The outcome for KK and RS themselves
Both appellants were recognised as refugees by the tribunal and therefore features of their cases are noteworthy:
- Neither was a formal member or held an official role in a Tamil diaspora organisation.
- Both were subject to previous significant credibility findings – both had appeals dismissed with their accounts of torture rejected and this was not open to be re-argued in these proceedings.
- Coming from the war zone may be a positive indicator of genuine nature of Tamil separatism.
- In the case of KK, the Upper Tribunal overturned a finding of the First-tier which questioned whether the claimed activism was consistent with suffering from the mental health effects of torture.

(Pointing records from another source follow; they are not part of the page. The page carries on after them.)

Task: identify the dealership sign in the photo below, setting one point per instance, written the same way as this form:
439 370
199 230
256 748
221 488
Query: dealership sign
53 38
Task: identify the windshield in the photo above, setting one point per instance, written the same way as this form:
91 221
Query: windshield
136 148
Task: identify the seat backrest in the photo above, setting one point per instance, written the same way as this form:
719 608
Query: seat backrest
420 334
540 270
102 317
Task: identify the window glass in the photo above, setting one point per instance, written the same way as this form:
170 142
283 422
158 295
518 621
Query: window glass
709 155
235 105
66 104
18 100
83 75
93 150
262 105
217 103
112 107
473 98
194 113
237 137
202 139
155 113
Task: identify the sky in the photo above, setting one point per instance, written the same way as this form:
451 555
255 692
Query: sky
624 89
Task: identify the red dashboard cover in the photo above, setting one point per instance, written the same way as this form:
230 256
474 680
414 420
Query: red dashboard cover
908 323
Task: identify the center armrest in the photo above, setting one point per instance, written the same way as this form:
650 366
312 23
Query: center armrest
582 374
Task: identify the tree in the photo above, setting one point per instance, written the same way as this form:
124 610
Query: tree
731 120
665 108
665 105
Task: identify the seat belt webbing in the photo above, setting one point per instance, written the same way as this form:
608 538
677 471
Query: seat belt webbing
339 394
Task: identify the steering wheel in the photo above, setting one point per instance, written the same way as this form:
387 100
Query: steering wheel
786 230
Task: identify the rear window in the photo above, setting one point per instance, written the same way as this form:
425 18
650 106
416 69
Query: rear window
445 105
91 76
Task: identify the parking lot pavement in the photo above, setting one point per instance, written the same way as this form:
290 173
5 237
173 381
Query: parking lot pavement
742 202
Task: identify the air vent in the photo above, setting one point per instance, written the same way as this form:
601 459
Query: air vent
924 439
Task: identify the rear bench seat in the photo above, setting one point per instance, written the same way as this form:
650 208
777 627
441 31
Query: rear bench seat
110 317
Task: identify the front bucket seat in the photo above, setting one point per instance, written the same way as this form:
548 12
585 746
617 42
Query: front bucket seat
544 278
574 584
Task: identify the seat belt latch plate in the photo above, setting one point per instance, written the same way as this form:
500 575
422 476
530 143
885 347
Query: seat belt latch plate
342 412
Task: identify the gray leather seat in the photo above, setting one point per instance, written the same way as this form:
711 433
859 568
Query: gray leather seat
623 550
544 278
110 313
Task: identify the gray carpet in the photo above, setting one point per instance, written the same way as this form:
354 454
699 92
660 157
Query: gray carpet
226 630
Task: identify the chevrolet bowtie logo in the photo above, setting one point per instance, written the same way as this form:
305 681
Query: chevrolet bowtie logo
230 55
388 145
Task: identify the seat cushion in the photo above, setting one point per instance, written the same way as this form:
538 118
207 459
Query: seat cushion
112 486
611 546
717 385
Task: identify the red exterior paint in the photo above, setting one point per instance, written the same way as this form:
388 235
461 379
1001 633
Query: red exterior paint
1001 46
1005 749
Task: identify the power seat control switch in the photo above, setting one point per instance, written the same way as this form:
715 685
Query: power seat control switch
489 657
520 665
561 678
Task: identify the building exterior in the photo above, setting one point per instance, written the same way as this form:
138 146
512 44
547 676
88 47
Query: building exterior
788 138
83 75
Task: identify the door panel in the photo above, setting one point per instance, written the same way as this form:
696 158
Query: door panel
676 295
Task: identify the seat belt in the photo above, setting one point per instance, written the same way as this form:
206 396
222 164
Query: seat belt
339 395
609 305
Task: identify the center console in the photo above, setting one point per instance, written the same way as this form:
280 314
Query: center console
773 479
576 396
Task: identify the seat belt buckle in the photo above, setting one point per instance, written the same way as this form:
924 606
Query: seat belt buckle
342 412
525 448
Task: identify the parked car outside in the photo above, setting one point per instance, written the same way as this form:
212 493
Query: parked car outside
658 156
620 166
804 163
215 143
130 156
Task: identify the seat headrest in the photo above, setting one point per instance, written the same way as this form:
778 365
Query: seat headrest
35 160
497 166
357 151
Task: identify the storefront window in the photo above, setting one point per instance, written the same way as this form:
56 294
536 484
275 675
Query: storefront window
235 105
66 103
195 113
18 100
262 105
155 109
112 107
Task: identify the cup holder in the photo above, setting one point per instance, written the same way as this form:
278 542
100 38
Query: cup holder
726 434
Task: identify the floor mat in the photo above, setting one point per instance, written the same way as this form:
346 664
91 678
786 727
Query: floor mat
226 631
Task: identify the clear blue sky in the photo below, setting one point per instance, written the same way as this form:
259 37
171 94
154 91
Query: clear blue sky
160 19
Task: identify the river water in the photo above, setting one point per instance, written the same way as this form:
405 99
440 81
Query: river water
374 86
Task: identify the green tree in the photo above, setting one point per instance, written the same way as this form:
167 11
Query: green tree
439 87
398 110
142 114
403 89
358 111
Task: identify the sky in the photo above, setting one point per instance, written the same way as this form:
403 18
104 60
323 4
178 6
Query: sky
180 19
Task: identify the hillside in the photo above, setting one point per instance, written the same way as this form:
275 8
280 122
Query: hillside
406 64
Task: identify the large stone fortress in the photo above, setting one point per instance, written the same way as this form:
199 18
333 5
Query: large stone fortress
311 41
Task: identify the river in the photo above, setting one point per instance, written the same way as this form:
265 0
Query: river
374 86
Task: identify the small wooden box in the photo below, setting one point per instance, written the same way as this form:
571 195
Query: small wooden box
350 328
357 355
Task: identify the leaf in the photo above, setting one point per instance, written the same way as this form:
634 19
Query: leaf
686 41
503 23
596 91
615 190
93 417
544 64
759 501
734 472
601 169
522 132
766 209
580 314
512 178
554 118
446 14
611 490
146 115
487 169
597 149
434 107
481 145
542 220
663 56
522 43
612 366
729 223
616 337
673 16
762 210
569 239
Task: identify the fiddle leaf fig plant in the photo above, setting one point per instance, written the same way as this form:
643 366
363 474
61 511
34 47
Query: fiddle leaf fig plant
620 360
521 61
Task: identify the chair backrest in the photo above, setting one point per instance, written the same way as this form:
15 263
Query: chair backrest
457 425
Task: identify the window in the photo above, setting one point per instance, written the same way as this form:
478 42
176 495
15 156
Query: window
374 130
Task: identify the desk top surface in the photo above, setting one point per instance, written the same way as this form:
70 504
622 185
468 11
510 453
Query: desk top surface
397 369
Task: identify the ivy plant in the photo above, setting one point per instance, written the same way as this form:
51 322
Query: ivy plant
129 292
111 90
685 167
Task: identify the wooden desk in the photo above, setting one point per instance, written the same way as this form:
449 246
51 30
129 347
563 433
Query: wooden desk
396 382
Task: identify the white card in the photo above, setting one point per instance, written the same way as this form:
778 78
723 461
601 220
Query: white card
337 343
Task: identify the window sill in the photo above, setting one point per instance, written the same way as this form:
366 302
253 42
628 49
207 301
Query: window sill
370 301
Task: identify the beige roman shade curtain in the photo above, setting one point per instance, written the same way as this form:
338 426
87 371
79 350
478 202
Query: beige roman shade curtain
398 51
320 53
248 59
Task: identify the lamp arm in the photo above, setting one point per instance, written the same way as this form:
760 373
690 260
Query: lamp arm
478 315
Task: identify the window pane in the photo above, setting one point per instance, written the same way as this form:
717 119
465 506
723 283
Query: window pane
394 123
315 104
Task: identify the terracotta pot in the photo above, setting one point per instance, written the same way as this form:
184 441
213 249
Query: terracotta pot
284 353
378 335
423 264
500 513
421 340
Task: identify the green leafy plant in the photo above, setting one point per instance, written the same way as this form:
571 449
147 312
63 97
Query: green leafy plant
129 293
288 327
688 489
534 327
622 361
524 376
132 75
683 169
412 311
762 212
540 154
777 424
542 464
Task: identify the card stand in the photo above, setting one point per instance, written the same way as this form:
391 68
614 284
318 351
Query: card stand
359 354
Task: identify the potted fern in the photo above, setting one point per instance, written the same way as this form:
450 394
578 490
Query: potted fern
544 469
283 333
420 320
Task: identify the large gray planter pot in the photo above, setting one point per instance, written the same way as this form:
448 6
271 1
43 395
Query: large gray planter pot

- RS’s risk was raised due to her brother having been a member of the LTTE terrorists in 2007. The guidance confirms that records created are permanent so those with even very LTTE history themselves can rely on these as a relevant factor.
- RS’s activities within TGTE were given particular importance by the group as women are underrepresented in TGTE supporters.
Risk of torture in detention
It is now long established – as the Tribunal held at paragraph 321 – that if detained, Tamils are at real risk of torture. And yet the Home Office continues to make immoral and legally indefensible allegations against Tamils who are at risk.
In one recent shameful episode, the Home Office accused Tamil asylum seekers of inflicting torture scars on one another. The Sri Lankan regime used this to discredit international human rights campaigns against torture and referred to Freedom from Torture as a “proxy terror group”. This continued until the Supreme Court in KV (Sri Lanka) [2019] UKSC 10 pointed out that there was no evidence of this practice.
In KK and RS, the Home Office argued that returnees arrested by the authorities could save themselves from harm by informing on their communities, who would then in turn be at risk of torture. Asking refugees to do so could be “relatively innocuous” and that as the Tamil North is underdeveloped, returning Tamils might willingly do so for financial gain. The tribunal did not entertain this frankly offensive and unevidenced submission. To do so would have undermined a legally literate and principled decision, rooted in the evidence, which clearly explains that the majority of sur place activists are reasonably likely to be refugees.